Она вышла, но с прощением намерена была подождать, пока я не расскажу свой сон. Я начал рассказ и, повествуя о том, что мне приснилось, все глубже и глубже погружался в забытое прошлое; когда же я умолк, за окнами было темно и оказалось, что я поведал ей и себе самому всю историю своего детства. Она подала мне руку, одернула мой измявшийся сюртук, пригласила меня на следующий сеанс завтра, и я почувствовал, что она поняла и простила мне и сегодняшнюю мою неучтивость.
С того момента я каждый день являлся к ней в роли прилежного натурщика. Пока она рисовала меня, мы едва обменивались двумя-тремя словами; я сидел или стоял словно заколдованный, слушал мягкий шорох ее проворного угля, вдыхал легкий запах масляных красок и забывал обо всем на свете, предавшись одному-единственному ощущению – ощущению близости любимой мною женщины, которая не сводит с меня глаз. По стенам ателье мягко струился белый свет, сонно жужжали на оконном стекле мухи, а где-то рядом, в соседней комнате, бодро пело пламя спиртовки: после каждого сеанса я получал чашку кофе.

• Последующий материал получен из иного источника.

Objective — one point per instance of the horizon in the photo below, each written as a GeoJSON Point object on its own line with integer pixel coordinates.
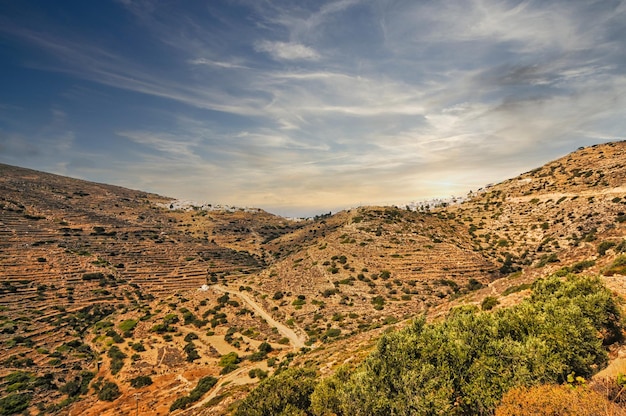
{"type": "Point", "coordinates": [301, 109]}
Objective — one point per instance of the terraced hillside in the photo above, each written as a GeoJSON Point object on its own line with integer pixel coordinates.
{"type": "Point", "coordinates": [104, 288]}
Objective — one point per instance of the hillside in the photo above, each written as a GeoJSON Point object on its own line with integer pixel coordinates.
{"type": "Point", "coordinates": [101, 283]}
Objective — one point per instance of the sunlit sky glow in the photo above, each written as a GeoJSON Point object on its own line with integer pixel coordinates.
{"type": "Point", "coordinates": [302, 107]}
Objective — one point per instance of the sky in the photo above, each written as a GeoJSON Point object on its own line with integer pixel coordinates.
{"type": "Point", "coordinates": [305, 107]}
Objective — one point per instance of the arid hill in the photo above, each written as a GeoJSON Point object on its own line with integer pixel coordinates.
{"type": "Point", "coordinates": [104, 288]}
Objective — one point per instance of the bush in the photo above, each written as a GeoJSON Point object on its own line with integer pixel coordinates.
{"type": "Point", "coordinates": [463, 365]}
{"type": "Point", "coordinates": [141, 381]}
{"type": "Point", "coordinates": [14, 403]}
{"type": "Point", "coordinates": [556, 400]}
{"type": "Point", "coordinates": [286, 393]}
{"type": "Point", "coordinates": [489, 303]}
{"type": "Point", "coordinates": [205, 384]}
{"type": "Point", "coordinates": [128, 325]}
{"type": "Point", "coordinates": [109, 392]}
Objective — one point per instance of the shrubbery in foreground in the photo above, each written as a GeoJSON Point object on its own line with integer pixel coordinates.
{"type": "Point", "coordinates": [465, 364]}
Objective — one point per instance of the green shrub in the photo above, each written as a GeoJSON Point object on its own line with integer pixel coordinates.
{"type": "Point", "coordinates": [109, 392]}
{"type": "Point", "coordinates": [205, 384]}
{"type": "Point", "coordinates": [127, 325]}
{"type": "Point", "coordinates": [15, 403]}
{"type": "Point", "coordinates": [463, 365]}
{"type": "Point", "coordinates": [287, 393]}
{"type": "Point", "coordinates": [489, 303]}
{"type": "Point", "coordinates": [141, 381]}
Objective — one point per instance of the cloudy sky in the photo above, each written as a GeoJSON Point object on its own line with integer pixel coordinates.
{"type": "Point", "coordinates": [302, 107]}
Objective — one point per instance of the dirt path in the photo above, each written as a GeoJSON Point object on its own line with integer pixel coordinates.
{"type": "Point", "coordinates": [297, 341]}
{"type": "Point", "coordinates": [556, 195]}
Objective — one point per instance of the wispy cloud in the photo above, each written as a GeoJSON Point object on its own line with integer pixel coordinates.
{"type": "Point", "coordinates": [285, 104]}
{"type": "Point", "coordinates": [287, 51]}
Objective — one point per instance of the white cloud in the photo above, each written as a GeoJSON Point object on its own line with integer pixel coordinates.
{"type": "Point", "coordinates": [219, 64]}
{"type": "Point", "coordinates": [287, 51]}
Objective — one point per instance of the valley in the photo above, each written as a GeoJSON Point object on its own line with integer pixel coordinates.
{"type": "Point", "coordinates": [101, 284]}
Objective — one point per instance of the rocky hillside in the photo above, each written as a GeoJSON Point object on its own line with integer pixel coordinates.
{"type": "Point", "coordinates": [104, 288]}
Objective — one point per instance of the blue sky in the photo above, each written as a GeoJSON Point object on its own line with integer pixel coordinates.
{"type": "Point", "coordinates": [302, 107]}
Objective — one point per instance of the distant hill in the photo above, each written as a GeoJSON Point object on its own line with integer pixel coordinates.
{"type": "Point", "coordinates": [101, 284]}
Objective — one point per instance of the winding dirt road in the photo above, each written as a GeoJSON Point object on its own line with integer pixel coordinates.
{"type": "Point", "coordinates": [297, 341]}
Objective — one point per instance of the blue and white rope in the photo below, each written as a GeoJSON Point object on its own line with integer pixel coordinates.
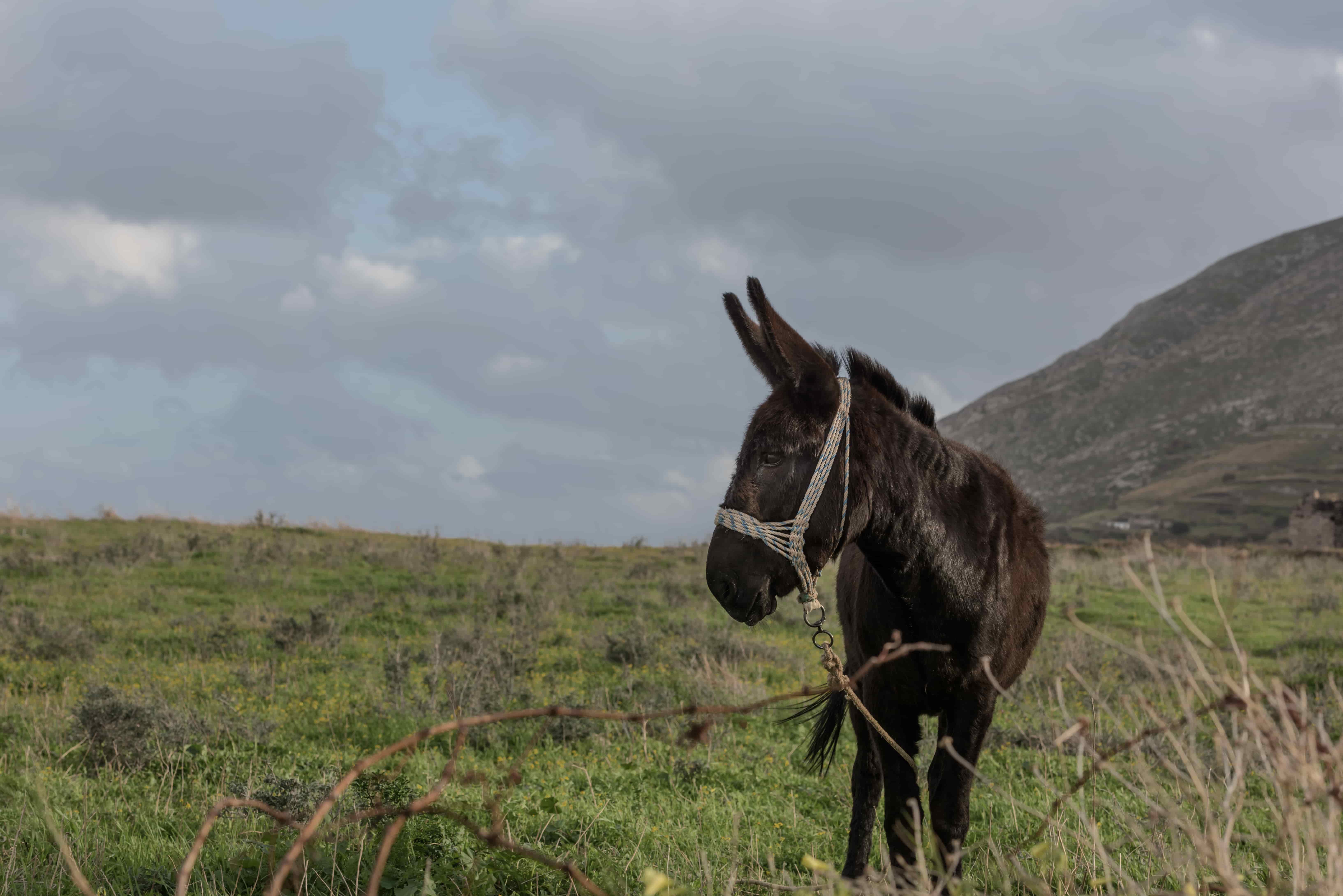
{"type": "Point", "coordinates": [789, 537]}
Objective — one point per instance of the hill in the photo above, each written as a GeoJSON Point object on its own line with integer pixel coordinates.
{"type": "Point", "coordinates": [1216, 404]}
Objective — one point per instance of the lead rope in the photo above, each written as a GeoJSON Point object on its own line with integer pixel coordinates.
{"type": "Point", "coordinates": [789, 539]}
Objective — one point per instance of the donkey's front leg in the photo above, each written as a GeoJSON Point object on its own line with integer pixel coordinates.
{"type": "Point", "coordinates": [865, 786]}
{"type": "Point", "coordinates": [949, 782]}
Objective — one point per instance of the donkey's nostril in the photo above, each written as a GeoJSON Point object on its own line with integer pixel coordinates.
{"type": "Point", "coordinates": [723, 588]}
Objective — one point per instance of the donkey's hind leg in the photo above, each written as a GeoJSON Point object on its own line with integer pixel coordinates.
{"type": "Point", "coordinates": [904, 807]}
{"type": "Point", "coordinates": [968, 722]}
{"type": "Point", "coordinates": [865, 786]}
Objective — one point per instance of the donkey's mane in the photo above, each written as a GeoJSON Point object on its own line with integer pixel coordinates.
{"type": "Point", "coordinates": [865, 370]}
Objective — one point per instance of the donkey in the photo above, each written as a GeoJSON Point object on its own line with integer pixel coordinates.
{"type": "Point", "coordinates": [934, 541]}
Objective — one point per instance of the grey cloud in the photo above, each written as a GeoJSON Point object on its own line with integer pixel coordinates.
{"type": "Point", "coordinates": [1000, 143]}
{"type": "Point", "coordinates": [965, 203]}
{"type": "Point", "coordinates": [155, 112]}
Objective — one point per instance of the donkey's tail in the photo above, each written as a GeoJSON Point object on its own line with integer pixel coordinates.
{"type": "Point", "coordinates": [827, 714]}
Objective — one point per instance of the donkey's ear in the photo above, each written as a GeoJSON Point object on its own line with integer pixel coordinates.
{"type": "Point", "coordinates": [753, 341]}
{"type": "Point", "coordinates": [797, 361]}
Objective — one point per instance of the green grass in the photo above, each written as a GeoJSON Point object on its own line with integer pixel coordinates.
{"type": "Point", "coordinates": [151, 667]}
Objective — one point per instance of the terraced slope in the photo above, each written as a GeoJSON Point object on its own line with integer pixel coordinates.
{"type": "Point", "coordinates": [1216, 404]}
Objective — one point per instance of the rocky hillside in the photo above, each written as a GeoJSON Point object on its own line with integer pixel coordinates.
{"type": "Point", "coordinates": [1215, 404]}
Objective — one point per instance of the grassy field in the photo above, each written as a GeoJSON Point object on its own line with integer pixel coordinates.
{"type": "Point", "coordinates": [148, 668]}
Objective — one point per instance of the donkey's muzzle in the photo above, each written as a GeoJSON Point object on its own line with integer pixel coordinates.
{"type": "Point", "coordinates": [724, 588]}
{"type": "Point", "coordinates": [743, 606]}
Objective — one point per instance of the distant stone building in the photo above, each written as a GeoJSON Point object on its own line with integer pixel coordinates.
{"type": "Point", "coordinates": [1317, 523]}
{"type": "Point", "coordinates": [1129, 523]}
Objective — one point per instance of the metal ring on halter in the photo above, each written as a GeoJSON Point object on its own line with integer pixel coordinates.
{"type": "Point", "coordinates": [818, 622]}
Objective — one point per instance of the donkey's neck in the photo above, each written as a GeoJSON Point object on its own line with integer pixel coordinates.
{"type": "Point", "coordinates": [923, 495]}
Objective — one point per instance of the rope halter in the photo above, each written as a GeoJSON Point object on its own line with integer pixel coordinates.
{"type": "Point", "coordinates": [789, 537]}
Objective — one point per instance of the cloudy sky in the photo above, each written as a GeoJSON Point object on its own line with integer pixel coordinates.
{"type": "Point", "coordinates": [459, 265]}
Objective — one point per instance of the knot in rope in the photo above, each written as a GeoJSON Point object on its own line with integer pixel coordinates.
{"type": "Point", "coordinates": [835, 670]}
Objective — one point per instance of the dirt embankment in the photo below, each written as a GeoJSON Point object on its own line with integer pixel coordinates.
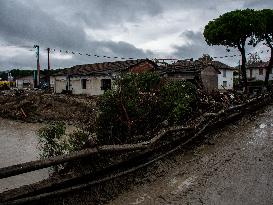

Дома я много думал об Эрминии. То, что я не был поклонником ее искусства, никак не отражалось на моей страсти к ней: какое мне дело до ее картин, если она сама так прекрасна, так добра, так светла и невозмутима? А в усердном труде ее мне даже виделось что-то героическое. Женщина в борьбе за жизнь, тихая, многотерпеливая и храбрая подвижница. Впрочем, нет занятия более бесплодного, чем раздумья о любимом человеке. Ход мыслей в них подобен народным или солдатским песням, в которых поется и о том, и о сем, и обо всем на свете, но после каждой строфы упорно повторяется один и тот же припев, даже если он по смыслу своему совсем не к месту.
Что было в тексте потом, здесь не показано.